The Hurt Locker and Obasan are as different as night and day when it comes to war, and I don't see many similarities regarding the destruction of war between them--at least the "destructive nature of war" is not a prominent theme for either.
Whereas The Hurt Locker is populated by male characters directly involved in war, Obasan focuses on female internment camp victims who are behind the lines. Ironically, the war brings the survivors of both works closer together, giving the main characters a better sense of identity. For James in The Hurt Locker, war is a thrill, a drug to which he is addicted; his duty calls him away from domestic life to the front lines of the war. For Naomi Nakane in Obasan, World War II is a disruption to her childhood, and it confuses her in terms of identity and femininity. While James knows he belongs in war, Naomi Nakane only understands the effects of the war later in life. Neither character moralizes about war.

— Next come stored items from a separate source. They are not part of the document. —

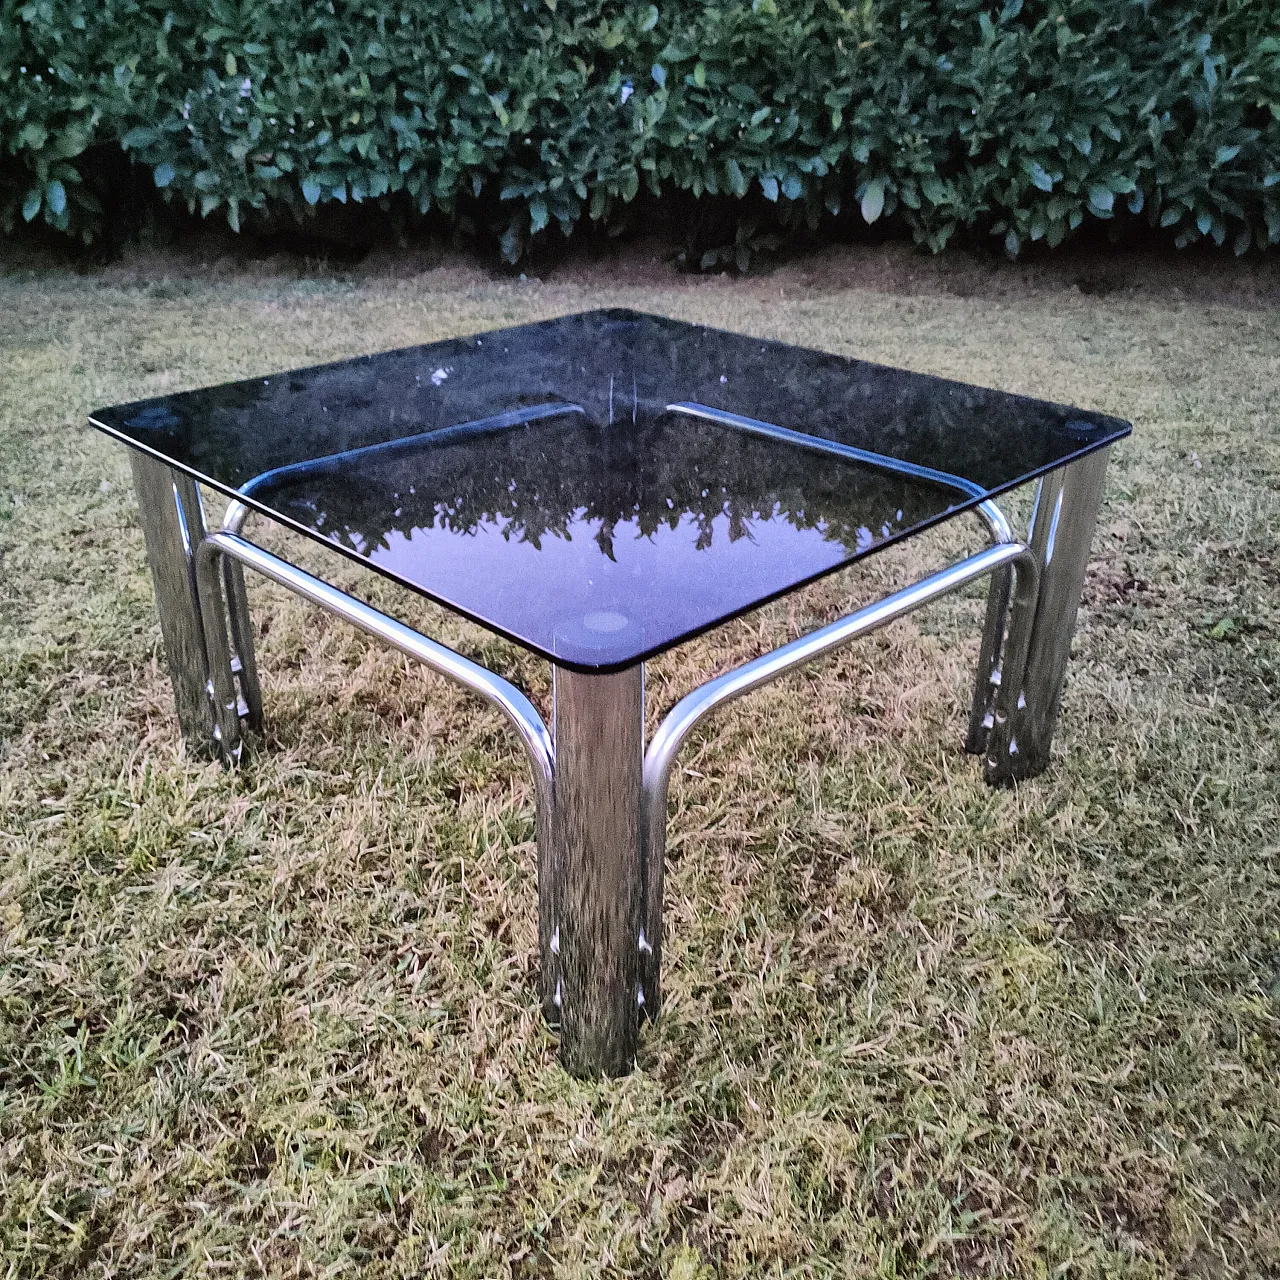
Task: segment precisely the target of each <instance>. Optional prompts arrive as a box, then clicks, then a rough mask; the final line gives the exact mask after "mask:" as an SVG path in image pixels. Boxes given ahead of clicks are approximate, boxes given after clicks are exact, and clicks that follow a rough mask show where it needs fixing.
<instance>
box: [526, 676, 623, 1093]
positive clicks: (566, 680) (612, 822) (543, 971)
mask: <svg viewBox="0 0 1280 1280" xmlns="http://www.w3.org/2000/svg"><path fill="white" fill-rule="evenodd" d="M552 669H553V672H554V680H556V838H554V864H553V870H552V873H550V874H549V876H548V886H547V893H545V896H544V897H541V902H540V905H541V909H543V919H541V932H543V936H544V938H545V945H544V948H543V957H544V970H543V972H544V973H545V974H547V975H548V979H549V980H550V982H552V983H553V986H552V1005H553V1010H554V1014H553V1019H554V1020H556V1021H558V1023H559V1030H561V1061H562V1062H563V1064H564V1068H566V1070H568V1071H571V1073H572V1074H573V1075H582V1076H588V1075H599V1074H602V1073H603V1074H605V1075H625V1074H626V1073H627V1071H630V1070H631V1068H632V1065H634V1064H635V1055H636V1037H637V1033H639V1024H640V1000H641V991H640V947H639V945H637V940H639V938H641V928H643V910H644V882H643V864H641V850H640V778H641V768H643V760H644V668H643V667H640V666H636V667H630V668H627V669H626V671H622V672H618V673H617V675H607V676H588V675H581V673H579V672H573V671H567V669H566V668H563V667H554V668H552Z"/></svg>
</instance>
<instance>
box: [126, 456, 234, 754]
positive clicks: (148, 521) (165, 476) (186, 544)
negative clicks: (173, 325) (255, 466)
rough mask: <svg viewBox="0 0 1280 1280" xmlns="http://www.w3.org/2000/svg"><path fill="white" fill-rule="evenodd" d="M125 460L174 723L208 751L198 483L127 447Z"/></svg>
mask: <svg viewBox="0 0 1280 1280" xmlns="http://www.w3.org/2000/svg"><path fill="white" fill-rule="evenodd" d="M129 462H131V465H132V467H133V488H134V490H136V493H137V498H138V515H140V518H141V524H142V534H143V538H145V539H146V544H147V561H148V563H150V566H151V581H152V584H154V585H155V594H156V609H157V612H159V614H160V632H161V635H163V636H164V648H165V660H166V662H168V666H169V678H170V680H172V682H173V696H174V703H175V704H177V709H178V723H179V726H180V727H182V736H183V737H184V739H186V740H187V744H188V745H189V746H191V748H193V749H195V750H197V751H200V753H201V754H210V753H212V751H216V744H215V739H214V722H212V716H211V710H210V705H209V695H207V692H206V686H207V684H209V662H207V658H206V654H205V632H204V625H202V621H201V616H200V599H198V594H197V589H196V564H195V548H196V547H197V545H198V544H200V540H201V538H204V536H205V517H204V511H202V508H201V503H200V486H198V485H197V484H196V481H195V480H192V477H191V476H188V475H187V474H186V472H183V471H179V470H177V467H170V466H166V465H165V463H163V462H159V461H156V460H155V458H152V457H151V456H148V454H145V453H141V452H138V451H136V449H131V451H129Z"/></svg>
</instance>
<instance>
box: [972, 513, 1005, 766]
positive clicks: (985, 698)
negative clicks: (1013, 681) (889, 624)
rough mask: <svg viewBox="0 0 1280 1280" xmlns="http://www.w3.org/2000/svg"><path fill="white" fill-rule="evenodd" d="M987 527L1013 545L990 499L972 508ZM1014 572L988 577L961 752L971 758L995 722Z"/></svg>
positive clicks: (994, 535)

Yes, both works show that war is destructive on multiple levels (such is the nature of war), but neither foregrounds the destruction at the expense of character identity. As both are realistic, war is almost taken for granted as a reality of the geo-political world, and neither author (or director) is overtly anti-war.
More importantly, Naomi Nakane looks to Obasan as a maternal paragon of steadiness and poise in the same way as Sanborn and Eldridge look to James as the unnerved hero of the squad. More than the destructive elements of war, both works focus on the strong, often silent, and certainly underappreciated heroes of the war.